Marquez Tabrak Rossi, Balapan Kacau, Crutchlow Juara

Olahraga
Typography

JAKARTA - Grand Prix Argentina berlangsung kacau bahkan sebelum balapan dimulai, dan juara dunia Marc Marquez membuat ulah yang menyebabkan sejumlah insiden, salah satunya mengakibatkan Valentino Rossi jatuh, Minggu (8/4) waktu setempat atau Senin dini hari WIB.

Marquez tercatat mendapat dua kali penalti dalam balapan tersebut yang membuatnya gagal mendapatkan poin.

Pembalap LCR Honda Cal Crutchlow bisa lolos dari situasi kacau tersebut untuk tampil sebagai juara sekaligus merebut puncak klasemen.

Kekacauan berawal ketika start ditunda karena kondisi cuaca dan para pembalap memutuskan untuk kembali ke garasi masing-masing bersama motor mereka. Kecuali satu orang, pembalap Pramac Ducati Jack Miller yang tetap berada di trek dan duduk di atas motor ditemani krunya.

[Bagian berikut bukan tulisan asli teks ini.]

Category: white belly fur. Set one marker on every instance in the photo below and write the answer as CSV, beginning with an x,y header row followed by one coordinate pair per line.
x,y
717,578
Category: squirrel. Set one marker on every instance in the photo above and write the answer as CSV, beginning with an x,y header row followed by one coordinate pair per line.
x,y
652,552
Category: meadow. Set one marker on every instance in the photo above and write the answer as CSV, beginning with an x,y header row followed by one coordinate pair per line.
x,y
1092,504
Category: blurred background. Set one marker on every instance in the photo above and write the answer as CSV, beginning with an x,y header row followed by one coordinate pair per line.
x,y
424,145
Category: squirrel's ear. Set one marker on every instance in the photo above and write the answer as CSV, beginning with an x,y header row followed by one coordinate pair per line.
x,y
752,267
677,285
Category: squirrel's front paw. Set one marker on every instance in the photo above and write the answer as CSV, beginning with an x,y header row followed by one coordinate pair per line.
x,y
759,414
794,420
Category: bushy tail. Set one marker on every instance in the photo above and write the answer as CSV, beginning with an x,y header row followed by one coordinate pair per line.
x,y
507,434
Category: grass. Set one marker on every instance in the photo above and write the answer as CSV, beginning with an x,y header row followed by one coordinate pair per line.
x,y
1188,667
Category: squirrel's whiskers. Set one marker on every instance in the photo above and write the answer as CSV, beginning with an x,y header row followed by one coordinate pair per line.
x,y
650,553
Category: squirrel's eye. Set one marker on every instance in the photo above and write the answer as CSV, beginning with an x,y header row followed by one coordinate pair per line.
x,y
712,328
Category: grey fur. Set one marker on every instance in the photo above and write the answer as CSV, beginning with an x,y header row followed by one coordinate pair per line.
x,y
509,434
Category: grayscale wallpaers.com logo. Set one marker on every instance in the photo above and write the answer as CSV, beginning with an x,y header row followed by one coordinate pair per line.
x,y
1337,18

Keputusan Miller, pemegang pole position, justru dinilai mematuhi aturan sehingga ketika dilakukan restart semua pembalap diposisikan di luar grid jauh di belakangnya.

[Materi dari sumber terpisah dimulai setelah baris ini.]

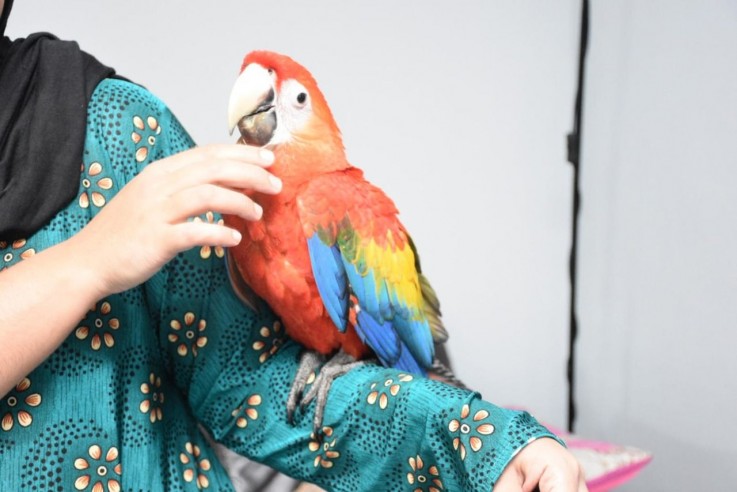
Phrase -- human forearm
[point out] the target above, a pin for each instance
(41, 301)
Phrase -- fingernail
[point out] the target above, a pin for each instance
(267, 156)
(275, 182)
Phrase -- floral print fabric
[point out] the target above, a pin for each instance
(118, 405)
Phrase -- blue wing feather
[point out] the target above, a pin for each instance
(331, 280)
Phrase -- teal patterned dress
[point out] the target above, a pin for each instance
(117, 406)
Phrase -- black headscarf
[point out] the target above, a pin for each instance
(45, 85)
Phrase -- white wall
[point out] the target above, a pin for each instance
(458, 110)
(658, 270)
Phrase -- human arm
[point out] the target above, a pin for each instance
(544, 464)
(130, 239)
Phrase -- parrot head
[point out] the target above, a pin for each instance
(276, 103)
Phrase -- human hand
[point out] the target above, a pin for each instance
(146, 223)
(542, 465)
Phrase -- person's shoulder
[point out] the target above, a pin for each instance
(121, 94)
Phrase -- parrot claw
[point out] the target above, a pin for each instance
(338, 365)
(307, 365)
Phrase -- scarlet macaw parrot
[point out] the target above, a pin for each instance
(329, 256)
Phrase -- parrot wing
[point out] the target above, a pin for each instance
(365, 268)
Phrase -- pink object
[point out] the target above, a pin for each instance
(605, 465)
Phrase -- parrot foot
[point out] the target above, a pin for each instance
(308, 362)
(336, 366)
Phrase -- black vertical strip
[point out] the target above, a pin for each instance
(574, 157)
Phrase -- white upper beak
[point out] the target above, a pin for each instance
(251, 89)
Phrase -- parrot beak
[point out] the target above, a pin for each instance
(251, 106)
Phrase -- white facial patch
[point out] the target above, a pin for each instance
(293, 109)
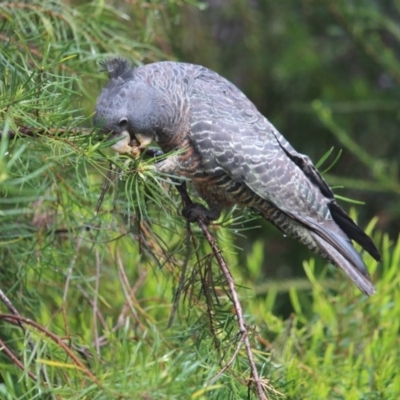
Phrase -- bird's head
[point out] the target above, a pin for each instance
(130, 109)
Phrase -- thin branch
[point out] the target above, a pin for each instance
(95, 301)
(33, 131)
(14, 359)
(234, 296)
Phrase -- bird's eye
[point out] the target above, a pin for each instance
(122, 122)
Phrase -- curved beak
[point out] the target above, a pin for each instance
(128, 145)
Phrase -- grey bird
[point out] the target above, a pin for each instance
(231, 154)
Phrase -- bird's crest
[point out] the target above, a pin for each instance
(116, 67)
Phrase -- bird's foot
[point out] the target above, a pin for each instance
(195, 212)
(153, 152)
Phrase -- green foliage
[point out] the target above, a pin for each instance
(99, 287)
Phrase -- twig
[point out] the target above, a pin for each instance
(125, 288)
(182, 277)
(236, 303)
(15, 360)
(32, 131)
(68, 280)
(18, 319)
(95, 300)
(238, 308)
(14, 311)
(231, 360)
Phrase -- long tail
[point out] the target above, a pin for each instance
(345, 256)
(328, 241)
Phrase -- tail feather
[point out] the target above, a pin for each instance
(335, 245)
(348, 260)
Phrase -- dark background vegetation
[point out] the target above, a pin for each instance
(100, 287)
(290, 56)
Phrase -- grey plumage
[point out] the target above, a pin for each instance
(232, 154)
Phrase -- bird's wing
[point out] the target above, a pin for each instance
(234, 138)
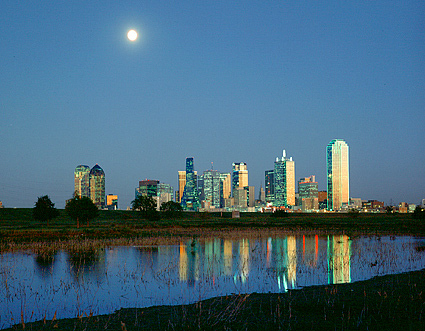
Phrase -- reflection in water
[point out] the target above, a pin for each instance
(339, 249)
(103, 280)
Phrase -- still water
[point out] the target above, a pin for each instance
(107, 279)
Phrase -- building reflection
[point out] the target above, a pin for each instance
(189, 262)
(44, 263)
(87, 263)
(338, 257)
(284, 255)
(310, 250)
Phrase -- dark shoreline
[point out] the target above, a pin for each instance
(390, 302)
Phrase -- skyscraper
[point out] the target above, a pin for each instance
(147, 187)
(82, 181)
(182, 184)
(97, 186)
(239, 176)
(269, 191)
(225, 187)
(190, 200)
(211, 187)
(308, 193)
(338, 174)
(284, 182)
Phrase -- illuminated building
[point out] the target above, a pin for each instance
(240, 196)
(190, 200)
(250, 196)
(97, 186)
(269, 186)
(239, 176)
(82, 181)
(112, 201)
(337, 174)
(211, 187)
(182, 184)
(308, 193)
(338, 256)
(225, 188)
(284, 182)
(161, 192)
(147, 187)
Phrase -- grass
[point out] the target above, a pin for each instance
(392, 302)
(389, 302)
(19, 231)
(18, 226)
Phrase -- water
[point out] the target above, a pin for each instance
(108, 279)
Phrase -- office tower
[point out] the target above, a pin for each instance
(240, 196)
(165, 193)
(200, 185)
(211, 187)
(269, 180)
(239, 176)
(308, 193)
(250, 196)
(262, 195)
(284, 182)
(112, 201)
(97, 186)
(82, 181)
(182, 184)
(147, 187)
(225, 187)
(338, 174)
(190, 200)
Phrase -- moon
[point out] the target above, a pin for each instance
(132, 35)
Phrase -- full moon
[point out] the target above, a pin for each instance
(132, 35)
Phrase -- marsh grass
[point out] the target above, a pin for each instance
(392, 302)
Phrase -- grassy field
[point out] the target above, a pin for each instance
(392, 302)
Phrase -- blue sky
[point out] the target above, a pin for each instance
(220, 81)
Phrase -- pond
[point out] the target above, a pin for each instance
(101, 281)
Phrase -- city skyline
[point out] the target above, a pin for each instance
(222, 82)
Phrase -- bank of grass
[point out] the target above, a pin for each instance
(392, 302)
(18, 230)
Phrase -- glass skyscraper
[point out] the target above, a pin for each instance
(82, 181)
(337, 174)
(239, 176)
(284, 182)
(269, 191)
(97, 186)
(211, 187)
(190, 200)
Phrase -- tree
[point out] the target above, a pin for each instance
(44, 209)
(81, 208)
(146, 205)
(171, 208)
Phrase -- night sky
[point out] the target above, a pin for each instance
(220, 81)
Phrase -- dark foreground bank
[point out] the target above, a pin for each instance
(392, 302)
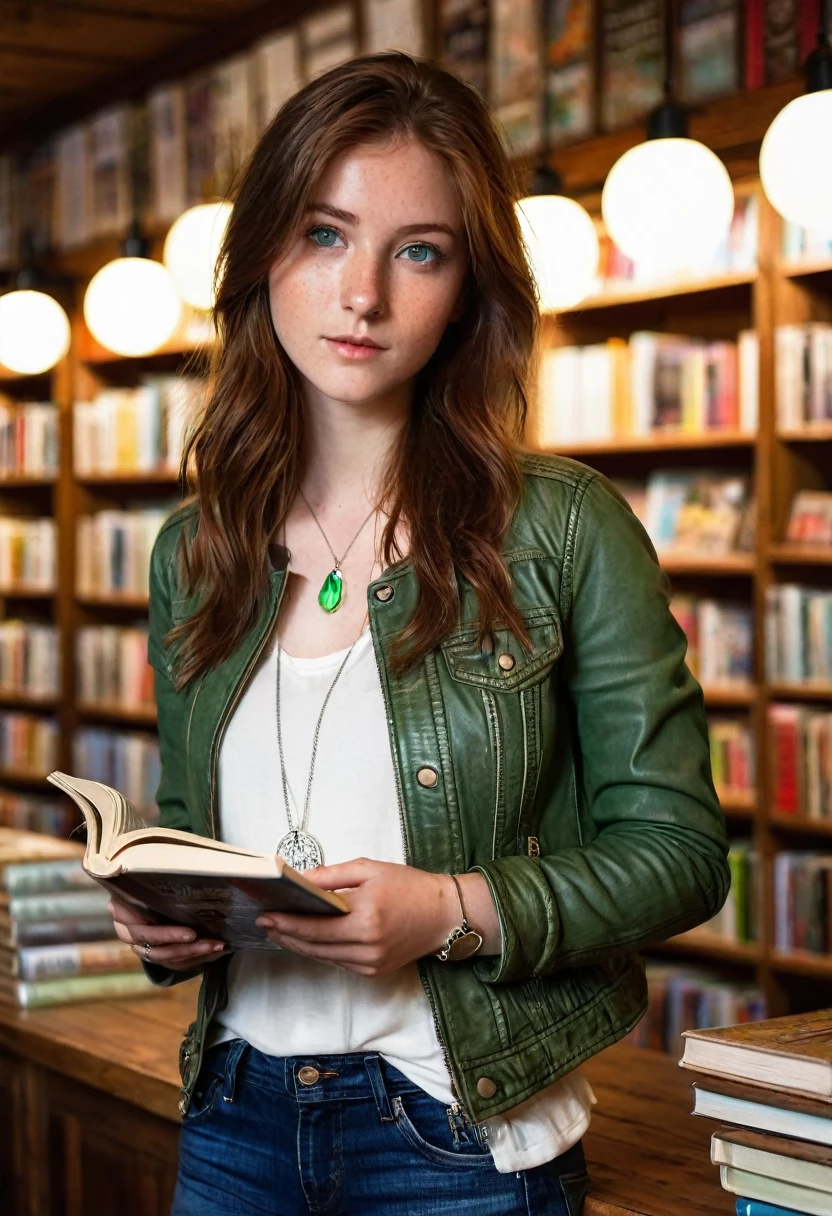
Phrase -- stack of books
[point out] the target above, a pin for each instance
(57, 943)
(773, 1082)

Drama berlanjut ketika tiba-tiba Marquez keluar barisan menuju ke depan dengan mendorong motornya. Kemungkinan mesinnya mati sehingga dia dorong dalam upaya menghidupkan mesinnya, namun belum ada konfirmasi soal ini.

Yang jelas, dia segera diusir oleh seorang marshall dan kemungkinan disuruh masuk pitlane untuk start dari sana. Faktanya, Marquez kembali ke posisi start semula dan disambut dengan gaya tubuh sinis oleh sejumlah pembalap.

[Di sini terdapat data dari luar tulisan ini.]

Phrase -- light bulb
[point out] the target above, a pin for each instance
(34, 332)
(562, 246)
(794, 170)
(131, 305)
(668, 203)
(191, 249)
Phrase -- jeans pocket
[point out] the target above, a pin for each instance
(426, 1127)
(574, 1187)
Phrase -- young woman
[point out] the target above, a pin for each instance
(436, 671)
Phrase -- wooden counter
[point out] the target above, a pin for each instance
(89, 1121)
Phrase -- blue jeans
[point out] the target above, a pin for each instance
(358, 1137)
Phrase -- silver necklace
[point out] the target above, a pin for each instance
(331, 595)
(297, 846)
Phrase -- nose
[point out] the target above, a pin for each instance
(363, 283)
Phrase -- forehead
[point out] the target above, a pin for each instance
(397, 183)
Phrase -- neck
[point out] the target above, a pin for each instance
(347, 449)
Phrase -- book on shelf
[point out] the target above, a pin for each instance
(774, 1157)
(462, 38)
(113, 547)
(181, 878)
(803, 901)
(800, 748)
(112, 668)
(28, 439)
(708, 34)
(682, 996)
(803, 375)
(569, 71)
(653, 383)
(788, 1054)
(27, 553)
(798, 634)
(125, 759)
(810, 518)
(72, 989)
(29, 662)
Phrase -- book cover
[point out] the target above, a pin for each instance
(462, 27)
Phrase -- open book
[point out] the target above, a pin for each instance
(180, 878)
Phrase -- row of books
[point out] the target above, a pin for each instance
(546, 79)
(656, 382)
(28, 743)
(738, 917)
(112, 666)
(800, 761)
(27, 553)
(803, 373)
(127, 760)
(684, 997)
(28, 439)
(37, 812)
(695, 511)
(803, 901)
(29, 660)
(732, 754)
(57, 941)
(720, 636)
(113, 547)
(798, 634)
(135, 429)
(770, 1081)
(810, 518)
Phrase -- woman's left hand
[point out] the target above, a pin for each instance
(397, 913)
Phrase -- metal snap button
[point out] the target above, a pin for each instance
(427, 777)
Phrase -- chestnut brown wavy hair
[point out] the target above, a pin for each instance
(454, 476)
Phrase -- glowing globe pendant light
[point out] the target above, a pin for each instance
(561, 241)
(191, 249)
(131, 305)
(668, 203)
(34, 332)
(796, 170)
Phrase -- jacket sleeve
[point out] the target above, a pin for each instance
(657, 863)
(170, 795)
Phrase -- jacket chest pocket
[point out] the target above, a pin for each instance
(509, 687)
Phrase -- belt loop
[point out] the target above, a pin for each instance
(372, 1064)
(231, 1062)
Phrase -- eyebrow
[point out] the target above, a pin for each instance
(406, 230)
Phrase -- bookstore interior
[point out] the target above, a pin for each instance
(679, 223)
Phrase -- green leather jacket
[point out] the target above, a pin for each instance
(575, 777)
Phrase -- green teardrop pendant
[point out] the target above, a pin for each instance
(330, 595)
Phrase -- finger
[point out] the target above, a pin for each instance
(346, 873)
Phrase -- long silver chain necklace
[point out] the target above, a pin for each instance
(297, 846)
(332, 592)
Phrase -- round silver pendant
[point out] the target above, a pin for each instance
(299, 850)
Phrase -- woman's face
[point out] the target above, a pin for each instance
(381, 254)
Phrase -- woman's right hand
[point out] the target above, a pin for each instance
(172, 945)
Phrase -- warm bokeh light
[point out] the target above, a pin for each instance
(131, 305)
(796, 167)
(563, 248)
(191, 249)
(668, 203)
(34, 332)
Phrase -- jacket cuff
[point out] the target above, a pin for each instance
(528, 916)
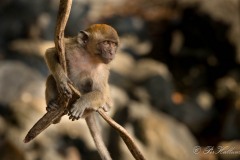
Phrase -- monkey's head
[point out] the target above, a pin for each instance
(100, 40)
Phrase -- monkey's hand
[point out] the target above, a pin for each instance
(64, 88)
(78, 108)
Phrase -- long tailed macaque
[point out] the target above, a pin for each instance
(88, 56)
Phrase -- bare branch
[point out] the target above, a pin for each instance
(63, 14)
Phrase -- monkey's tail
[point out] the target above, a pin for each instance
(96, 134)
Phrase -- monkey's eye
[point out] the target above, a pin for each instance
(105, 42)
(114, 44)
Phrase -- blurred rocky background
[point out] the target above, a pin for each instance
(175, 81)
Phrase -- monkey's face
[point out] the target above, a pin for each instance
(100, 40)
(107, 50)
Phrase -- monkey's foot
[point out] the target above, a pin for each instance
(77, 110)
(52, 106)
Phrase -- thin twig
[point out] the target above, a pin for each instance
(63, 14)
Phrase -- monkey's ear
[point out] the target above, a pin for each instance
(83, 37)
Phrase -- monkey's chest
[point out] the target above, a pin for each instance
(84, 81)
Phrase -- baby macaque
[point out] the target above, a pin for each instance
(88, 56)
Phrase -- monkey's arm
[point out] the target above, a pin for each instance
(92, 100)
(58, 73)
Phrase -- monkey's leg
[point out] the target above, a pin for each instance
(51, 95)
(92, 100)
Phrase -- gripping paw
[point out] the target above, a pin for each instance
(77, 109)
(52, 106)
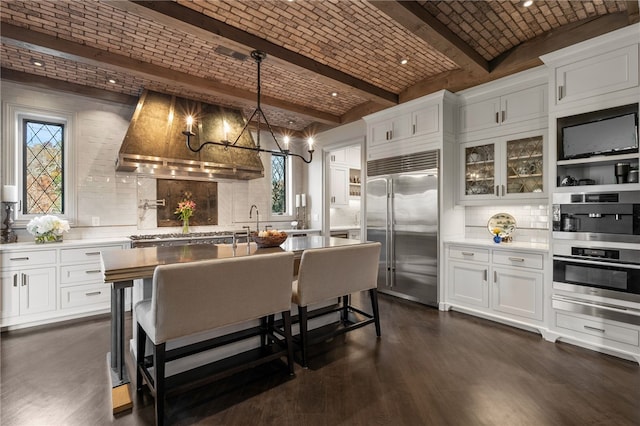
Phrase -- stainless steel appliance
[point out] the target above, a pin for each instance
(598, 281)
(402, 214)
(610, 216)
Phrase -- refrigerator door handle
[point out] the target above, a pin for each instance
(391, 240)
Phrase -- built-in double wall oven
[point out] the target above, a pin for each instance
(596, 255)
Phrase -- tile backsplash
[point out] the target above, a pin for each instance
(532, 221)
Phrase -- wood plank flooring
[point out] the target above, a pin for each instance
(429, 368)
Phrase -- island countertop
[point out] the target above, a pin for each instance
(135, 263)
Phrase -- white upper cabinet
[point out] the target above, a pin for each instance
(511, 108)
(616, 70)
(408, 128)
(597, 73)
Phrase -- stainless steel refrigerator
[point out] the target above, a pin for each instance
(402, 214)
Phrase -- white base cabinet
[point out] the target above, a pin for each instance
(41, 284)
(497, 283)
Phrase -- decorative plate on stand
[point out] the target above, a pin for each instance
(501, 223)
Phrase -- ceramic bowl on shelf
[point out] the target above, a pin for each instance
(501, 224)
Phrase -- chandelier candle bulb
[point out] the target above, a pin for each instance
(10, 194)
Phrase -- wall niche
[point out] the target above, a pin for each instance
(204, 194)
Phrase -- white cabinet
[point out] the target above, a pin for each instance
(28, 291)
(511, 108)
(41, 284)
(498, 282)
(507, 168)
(410, 127)
(468, 283)
(81, 282)
(339, 186)
(597, 75)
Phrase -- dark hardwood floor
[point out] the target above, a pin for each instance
(429, 368)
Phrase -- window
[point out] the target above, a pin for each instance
(43, 167)
(38, 157)
(278, 184)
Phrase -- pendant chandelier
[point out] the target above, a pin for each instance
(258, 56)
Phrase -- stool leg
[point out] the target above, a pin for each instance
(344, 314)
(373, 293)
(158, 365)
(302, 316)
(140, 351)
(286, 320)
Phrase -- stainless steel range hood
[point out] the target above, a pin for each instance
(154, 143)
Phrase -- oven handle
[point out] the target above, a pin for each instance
(595, 262)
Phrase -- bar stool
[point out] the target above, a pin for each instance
(330, 273)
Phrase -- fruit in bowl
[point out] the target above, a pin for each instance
(269, 238)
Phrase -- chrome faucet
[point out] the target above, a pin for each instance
(253, 206)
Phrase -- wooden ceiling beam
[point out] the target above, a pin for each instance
(63, 86)
(61, 48)
(422, 24)
(522, 57)
(208, 28)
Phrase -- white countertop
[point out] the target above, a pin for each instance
(31, 245)
(488, 243)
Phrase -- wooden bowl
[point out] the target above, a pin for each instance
(269, 241)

Setelah itu, belum satu putaran terlewati, gaya agresif pembalap Tech 3 Yamaha Johann Zarco membuat Dani Pedrosa melebar dan kehilangan kendali sehingga terjatuh.

Kemudian, kembali Marquez menyita perhatian dengan menyalip Miller untuk memimpin balapan di putaran kedua. Sayangnya, dia kemudian mendapat hukuman ride through penalty akibat insiden sebelumnya di garis start. Hukuman itu dijalaninya di putaran kelima, dan dia kembali ke trek di urutan 19.

Dalam upayanya untuk kembali ke barisan depan, Marquez sempat menyenggol motor Aleix Espargaro di putaran ke-10 dan kemudian melambaikan tangan mengaku bersalah, meskipun terus melajukan motornya.

Upayanya termasuk luar biasa karena tujuh putaran menjelang finis dia sudah masuk tujuh besar dengan menyalip rival utamanya, Andrea Dovizioso.

Puncak drama di Sirkuit Termas de Rio Hondo terjadi ketika dia menabrak Rossi saat balapan tinggal menyisakan lima putaran saja. Rossi yang tidak menyangka akhirnya terbawa ke pinggir trek dan masuk lahan rumput masih dalam posisi menikung. Tak ayal, The Doctor pun terjatuh begitu saja.

Marquez kembali meminta maaf dengan lambaian tangannya sambil terus menggeber motor.

Di depan, Crutchlow akhirnya bisa menyalip Zarco untuk memimpin balapan dua putaran menjelang akhir, dan bisa menahan gempuran pembalap Prancis itu untuk memastikan kemenangan. Miller gagal bersaing menuju podium karena melebar dan tercecer ke urutan empat.

Pembalap Suzuki Alex Rins merebut podium pertamanya di MotoGP dengan finis ketiga.

Di tikungan akhir, Marquez masih mampu menyalip pembalap Yamaha Maverick Vinales untuk finis kelima. Namun kemudian, panitia kembali memberinya hukuman ride through yang dikonversi menjadi penalti 30 detik karena balapan sudah usai, sebagai buntut tabrakannya dengan Rossi.

Hukuman disebutkan karena "irresponsible ride" atau gaya membalap yang ceroboh

Dengan demikian, Marquez dinyatakan finis ke-18.